271.1 🎓 醫孞生版

271.1.0.1 📌 䞀頁重點

271.1.0.1.1 Classification (Functional + Anatomical)
271.1.0.1.1.1 Dilated Cardiomyopathy (DCM)
  • Dilated LV + reduced contractility (HFrEF)
  • Most common cardiomyopathy
  • Etiologies:
    • Idiopathic (~ 50%)
    • Familial / genetic (30-50% — titin TTN, lamin LMNA, myh7, others)
    • Inflammatory (viral myocarditis, autoimmune)

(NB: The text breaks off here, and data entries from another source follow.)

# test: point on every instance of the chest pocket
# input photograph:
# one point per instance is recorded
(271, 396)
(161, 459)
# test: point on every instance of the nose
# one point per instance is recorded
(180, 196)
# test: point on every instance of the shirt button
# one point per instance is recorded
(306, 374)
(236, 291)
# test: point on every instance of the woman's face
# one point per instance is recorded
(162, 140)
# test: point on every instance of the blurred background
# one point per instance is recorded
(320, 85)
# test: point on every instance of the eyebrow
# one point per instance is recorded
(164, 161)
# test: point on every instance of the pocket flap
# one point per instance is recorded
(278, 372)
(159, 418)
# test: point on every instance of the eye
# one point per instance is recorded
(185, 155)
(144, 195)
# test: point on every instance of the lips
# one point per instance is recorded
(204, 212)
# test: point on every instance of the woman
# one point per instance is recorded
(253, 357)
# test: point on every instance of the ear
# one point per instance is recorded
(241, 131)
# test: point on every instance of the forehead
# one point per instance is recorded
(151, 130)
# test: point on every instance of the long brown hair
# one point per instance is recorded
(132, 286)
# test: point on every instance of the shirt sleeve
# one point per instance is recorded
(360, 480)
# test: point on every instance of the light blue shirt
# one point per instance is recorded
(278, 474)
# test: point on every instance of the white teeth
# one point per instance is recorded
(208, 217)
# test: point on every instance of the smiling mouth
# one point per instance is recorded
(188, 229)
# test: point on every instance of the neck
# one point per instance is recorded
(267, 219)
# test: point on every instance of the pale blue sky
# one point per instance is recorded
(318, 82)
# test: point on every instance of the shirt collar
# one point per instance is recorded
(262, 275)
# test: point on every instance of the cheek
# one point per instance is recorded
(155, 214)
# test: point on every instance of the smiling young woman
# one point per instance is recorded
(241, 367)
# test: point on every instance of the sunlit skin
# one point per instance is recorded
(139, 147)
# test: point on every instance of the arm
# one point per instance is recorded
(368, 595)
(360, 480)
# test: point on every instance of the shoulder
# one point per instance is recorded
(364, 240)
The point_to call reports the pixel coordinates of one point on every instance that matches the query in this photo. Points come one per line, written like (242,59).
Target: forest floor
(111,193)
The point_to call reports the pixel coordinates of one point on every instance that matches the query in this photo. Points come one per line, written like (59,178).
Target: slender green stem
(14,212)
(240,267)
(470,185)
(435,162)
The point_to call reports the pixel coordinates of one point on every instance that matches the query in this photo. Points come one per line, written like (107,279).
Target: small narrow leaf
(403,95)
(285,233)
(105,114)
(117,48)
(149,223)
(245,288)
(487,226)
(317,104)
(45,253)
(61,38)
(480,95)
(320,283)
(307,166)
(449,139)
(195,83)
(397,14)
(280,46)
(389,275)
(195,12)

    • Toxic (alcohol, cocaine, anthracycline, trastuzumab, immune checkpoint inhibitor)
    • Tachycardia-induced
    • Peripartum (pregnancy / postpartum 6 months)
    • Stress-induced (takotsubo) — reversible
271.1.0.1.1.2 Hypertrophic Cardiomyopathy (HCM)
  • Asymmetric septal hypertrophy (septum/free wall ratio > 1.3)
  • LVOT obstruction in some (HOCM)
  • Autosomal dominant — sarcomere mutations (MYH7, MYBPC3, TNNT2 most common)
  • 1 in 500 prevalence
  • Risk of SCD
  • Mavacamten (myosin inhibitor, FDA 2022) — game changer
271.1.0.1.1.3 Restrictive Cardiomyopathy (RCM)
  • Stiff ventricles with preserved EF + impaired filling
  • HFpEF phenotype
  • Etiologies:
    • Infiltrative: amyloidosis (AL, ATTR), sarcoidosis, hemochromatosis
    • Storage: Fabry, glycogen storage
    • Idiopathic
    • Endomyocardial fibrosis (tropical)
    • Loeffler endocarditis (eosinophilic infiltration)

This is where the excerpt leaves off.